Se Portugal foi poupado à II Guerra Mundial, foi por pouco. Alemães, britânicos e norte-americanos ponderaram seriamente invadir os Açores perante a ambiguidade de um Estado Novo oficialmente neutro. Acabou por ser Londres a invocar a Aliança Inglesa e pedir licença para se instalar no estratégico arquipélago em 1943 – a bem.
Salazar aceitou o inquilino a troco de tolerância em relação ao colonialismo luso e acabaria por pedir o mesmo aos EUA, que lá se instalaram à boleia dos ingleses e sem convite português. O historial das negociações é relatado no livro Lisboa, os Açores e a América, de José Filipe Pinto.
Desse namoro nasceria a presença norte-americana na Terceira, transformada num pilar de uma gigantesca ponte aérea militar durante a II Guerra. Depois da vitória sobre o Eixo, as Lajes começaram a ser vistas como uma peça fulcral na defesa de Washington contra a ameaça comunista logo em 1946, após a retirada britânica.
Sala de reuniões nuclear
O anticomunismo de Lisboa permitiu o novo papel, mas a utilização das Lajes para outros teatros de guerra, como a do Yom Kippur entre Israel e o mundo árabe, em 1973, levantou maiores reservas. Na altura, os EUA emitiram um ultimato, com o Presidente Richard Nixon a dizer a Marcello Caetano que «os EUA seriam forçados a tomar medidas que não deixariam de lesar a nossa amizade» caso fosse impedido o auxílio a Telavive. Foi preservada a amizade que, em 1971, levara Nixon a receber na ilha o homólogo francês Georges Pompidou.
Seria no entanto a Guerra Fria a agarrar os norte-americanos aos Açores e envolver o arquipélago na ameaça nuclear global. A possível presença ou passagem de armas atómicas pelas Lajes é debatida há décadas. O livro Portugal Classificado do jornalista Nuno Simas cita dados que reforçam a tese, como o acidente em 1957, ao largo dos EUA, de um avião que transportava armas nucleares rumo aos Açores, ou a rota da patrulha aérea de bombardeiros nucleares Chrome Dome, que por ali voaram.
Nos anos 90, e segundo o jornalista Armando Mendes, correu um processo judicial movido por militares que terão sido vítimas de radiação. Mais recentemente, a Universidade dos Açores identificou vestígios de urânio na ilha.
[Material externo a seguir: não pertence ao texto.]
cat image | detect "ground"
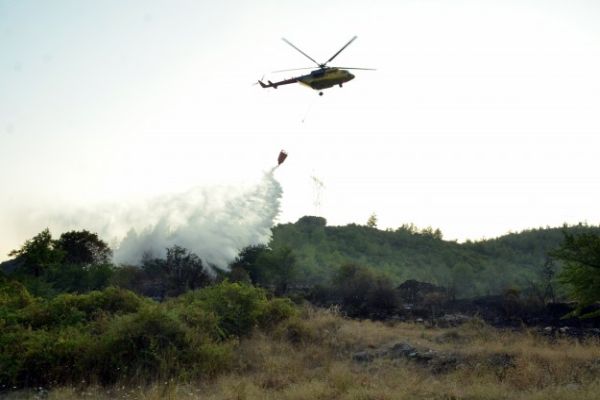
[7,308,600,400]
As Lajes sobreviveram ao 25 de Abril a troco de contribuições milionárias de Washington para a nova região autónoma e também resistiriam à queda do Muro de Berlim – continuaram a ser ponto de trânsito norte-americano durante as guerras do Golfo e dos Balcãs.
A 16 de Março de 2003, George W. Bush reuniu ali de emergência com Tony Blair, José Maria Aznar e Durão Barroso para dar um ultimato de 24 horas a Saddam Hussein para abandonar um suposto arsenal de destruição maciça que – soube-se uma guerra e milhares de mortos depois – já não existia.
Outro capítulo polémico das Lajes é o da provável utilização como escala dos chamados voos da CIA. No pós-11 de Setembro, os EUA montaram um sistema de detenções extrajudiciais de suspeitos de terrorismo, posteriormente transportados entre prisões secretas e terras de ninguém jurídicas como Guantánamo. Segundo a imprensa, ONGs e Parlamento Europeu, a operação passou por ali. Em Portugal, diz a eurodeputada Ana Gomes, as investigações foram travadas por pressão política.